I will have more on why a trade war could be a potentially welcome development as the US and China wage a tit-for-tat strategy of faulting each others' trade practices and launching sanctions. Unlike conventional economists who view protectionism as an unambiguous bad or anti-globalization types who view trade as little more than the work of Satan, there is more to it than that. As always, the IPE Zone is less about pleasing either crowd than about forging ahead with fresh thinking on various problematiques. Yes, a trade war may just be the thing to remedy global economic imbalances currently roiling globalization. All we need is an Obama-induced escalation. Watch this space.Obama, who has pledged to place more pressure on China over its export subsidies and managed currency, stands to inherit a long list of trade disputes that will test already thorny relations with its second-largest trading partner. "The U.S. has set a bad example to other members of the WTO in its anti-subsidy action," said Ren Yifeng, of WTO research group affiliated to China's Commerce Ministry.
Obama's trade dispute task-list is likely to grow, as labor and industry groups push agendas that will place him on a delicate tight-rope -- to be seen to be protecting U.S. jobs while avoiding a potentially disastrous trade war with Beijing. "The new administration will come under unprecedented political pressure from its own base and from a wide range of industries," Chris Padilla, a former under secretary of international trade in the Commerce Department, told Reuters. The pressure would "force it to take decisions early in its new term," said Padilla, who expected a "large increase" in anti-dumping and countervailing cases against China, and demands for new curbs on Chinese imports.
U.S. labor and trade groups will also browbeat the incoming administration to brand China a currency manipulator, potentially opening the door for other steps to pressure Beijing, including a possible complaint to the WTO. China's exchange rate with the United States is a festering complaint of many U.S. manufacturers who say Beijing deliberately undervalues its currency to boost exports. "We are very committed to seeing some strong action on China's currency," said Thea Lee of the AFL-CIO labor group.
Obama, who said that China's yawning trade surplus with the U.S. was "directly related to its manipulation of its currency value," had backed legislation that would designate currency manipulation as a subsidy under U.S. trade remedy laws, noted Gil Kaplan, chairman of the Committee to Support U.S. Trade Laws. "That was important legislation and I hope Obama will push forward some kind of legislative solution on currency manipulation," said Kaplan.
While placing pressure on China to raise the value of its currency, the Bush administration has resisted branding China a currency manipulator.

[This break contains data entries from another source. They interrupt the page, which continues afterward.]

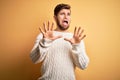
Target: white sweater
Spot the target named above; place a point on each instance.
(59, 57)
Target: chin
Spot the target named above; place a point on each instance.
(64, 28)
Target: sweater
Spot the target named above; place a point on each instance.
(59, 57)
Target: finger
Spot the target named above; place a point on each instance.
(78, 30)
(41, 30)
(44, 24)
(57, 37)
(75, 31)
(48, 25)
(83, 37)
(52, 26)
(80, 33)
(67, 39)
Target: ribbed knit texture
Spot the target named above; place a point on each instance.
(60, 57)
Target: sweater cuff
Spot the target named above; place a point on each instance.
(76, 48)
(45, 42)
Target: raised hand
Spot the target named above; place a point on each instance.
(48, 31)
(77, 37)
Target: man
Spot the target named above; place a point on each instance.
(58, 50)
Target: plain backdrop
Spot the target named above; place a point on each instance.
(19, 23)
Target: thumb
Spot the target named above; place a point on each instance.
(57, 37)
(67, 39)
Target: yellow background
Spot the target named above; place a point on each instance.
(19, 22)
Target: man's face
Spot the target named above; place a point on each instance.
(63, 19)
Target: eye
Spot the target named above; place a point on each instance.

Beijing has allowed the currency to rise 20 percent against the dollar since abandoning a long held peg against the U.S. dollar in July 2005. But the currency has barely moved since the middle of the year amid worries over possible capital outflows.
With Chinese exports unexpectedly falling 2.2 percent in November, the first drop in seven years, Beijing has given short shrift to calls to further devalue the currency. "With shrinking demand in overseas markets, the role of the exchange rate in stimulating exports will be limited -- it is a measure not worth taking," Chinese Commerce Minister Chen Deming told the People's Daily newspaper on Wednesday. Beijing, conversely, has issued a raft of incentives to boost exports in recent months, including raising tax rebates and scrapping export taxes, amid concerns that rising unemployment could spark broad social instability.
As both countries' exporters scramble to compete for a shrinking pool of customers, trade frictions were inevitable, but unlikely to spark a protectionist backlash in China, said Zhang Hanlin, a professor with the University of International Business and Economics in Beijing. Protectionist actions will be our last resort if the U.S. seriously violates regulations and agreements and harms China's interests," said Zhang.